At the 2021 Society for Corporate Governance National Conference, SEC Commissioner Allison Herren Lee  advocated for corporate boards to "integrate climate and ESG into governance practices." She argued that integration of environmental, social and governance ("ESG") matters into board oversight would mitigate risk and help companies "compete for capital based on good ESG governance."

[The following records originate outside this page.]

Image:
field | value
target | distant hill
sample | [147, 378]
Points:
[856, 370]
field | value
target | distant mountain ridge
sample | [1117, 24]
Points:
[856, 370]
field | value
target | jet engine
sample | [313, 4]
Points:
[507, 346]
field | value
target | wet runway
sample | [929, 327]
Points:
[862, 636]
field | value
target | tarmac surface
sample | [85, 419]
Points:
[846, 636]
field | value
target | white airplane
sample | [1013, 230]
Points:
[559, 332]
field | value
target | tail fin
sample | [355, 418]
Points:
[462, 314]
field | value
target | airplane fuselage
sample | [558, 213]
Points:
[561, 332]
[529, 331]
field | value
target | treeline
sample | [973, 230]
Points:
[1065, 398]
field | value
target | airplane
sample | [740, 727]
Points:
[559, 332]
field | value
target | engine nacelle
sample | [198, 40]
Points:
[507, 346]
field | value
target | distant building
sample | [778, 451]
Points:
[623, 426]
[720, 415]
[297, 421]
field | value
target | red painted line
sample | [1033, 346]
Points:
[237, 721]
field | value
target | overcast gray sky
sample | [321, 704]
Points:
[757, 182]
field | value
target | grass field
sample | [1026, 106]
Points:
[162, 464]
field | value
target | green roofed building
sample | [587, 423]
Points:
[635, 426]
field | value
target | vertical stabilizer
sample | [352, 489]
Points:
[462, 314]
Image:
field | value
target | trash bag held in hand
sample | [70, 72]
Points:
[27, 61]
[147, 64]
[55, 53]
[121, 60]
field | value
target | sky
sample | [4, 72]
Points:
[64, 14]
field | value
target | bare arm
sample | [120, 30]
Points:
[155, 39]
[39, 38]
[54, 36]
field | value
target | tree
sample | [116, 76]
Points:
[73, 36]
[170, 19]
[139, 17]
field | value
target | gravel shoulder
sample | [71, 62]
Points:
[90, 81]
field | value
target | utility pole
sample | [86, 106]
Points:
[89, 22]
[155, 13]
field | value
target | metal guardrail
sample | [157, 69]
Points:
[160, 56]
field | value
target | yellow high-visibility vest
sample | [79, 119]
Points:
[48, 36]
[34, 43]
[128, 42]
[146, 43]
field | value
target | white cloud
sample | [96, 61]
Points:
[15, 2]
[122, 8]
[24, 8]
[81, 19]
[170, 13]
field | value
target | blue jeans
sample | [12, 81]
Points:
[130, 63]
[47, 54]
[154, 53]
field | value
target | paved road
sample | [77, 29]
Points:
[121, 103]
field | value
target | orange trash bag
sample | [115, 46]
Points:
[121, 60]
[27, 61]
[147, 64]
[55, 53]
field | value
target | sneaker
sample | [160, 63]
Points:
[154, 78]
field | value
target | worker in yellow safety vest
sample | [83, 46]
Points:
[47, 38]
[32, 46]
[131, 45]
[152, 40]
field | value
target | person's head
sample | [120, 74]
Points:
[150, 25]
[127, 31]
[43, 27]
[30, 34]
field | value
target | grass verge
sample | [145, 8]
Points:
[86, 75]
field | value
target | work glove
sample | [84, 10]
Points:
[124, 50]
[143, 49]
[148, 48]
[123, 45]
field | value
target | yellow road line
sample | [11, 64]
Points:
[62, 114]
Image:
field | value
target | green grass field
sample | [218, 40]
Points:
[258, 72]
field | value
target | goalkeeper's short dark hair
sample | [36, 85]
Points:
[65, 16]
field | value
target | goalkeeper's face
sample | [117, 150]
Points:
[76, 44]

Ms. Lee explained that boards of directors at publicly listed companies oversee the audit of financial statements, which will increasingly have to engage with ESG matters as they affect the "valuation of assets, inventory, supply chain and future cash flows." Further, she argued, "boards increasingly have oversight obligations related to climate and ESG risks - identification, assessment, decision-making, and disclosure of such risks." Ms. Lee pointed out that existing federal requirements already implicate board engagement with ESG matters, including:

  • the SEC's 2010 climate guidance, which identifies relevant disclosure requirements;
  • the SEC's recent update to Item 101 ("Description of business") of Regulation S-K, which identifies human capital as a potentially material disclosure topic; and
  • Item 407(h) of Regulation S-K, mandating disclosure of the board's role in the risk oversight of a company, which could include climate change risks.

Ms. Lee also noted that under state law, directors have fiduciary duties of (i) loyalty and care, which requires that the board be well informed when making corporate decisions and (ii) good faith, which establishes the need to investigate "red flags" that suggest legal violations. Ms. Lee stated that the latter may require a "deeper dive" on climate change, arguing that unaddressed red flags relating to an emissions regulation violations could trigger the duty of good faith.

To maximize ESG opportunities, Ms. Lee suggested: (i) "board refreshment," or putting new directors on boards with an emphasis on diversity; (ii) enhancing ESG competence on the board by integrating ESG considerations into nominating processes; and (iii) tying executive compensation to ESG metrics.

Commentary Steven Lofchie

Currently, there is no agreement on what ESG metrics are - or should be. If Commissioner Lee's recommendation is for compensation or other factors to be tied to such metrics, then she must first define her view of ESG metrics and explain why these factors should be based on them. Without such specificity, it is difficult to evaluate the recommendation.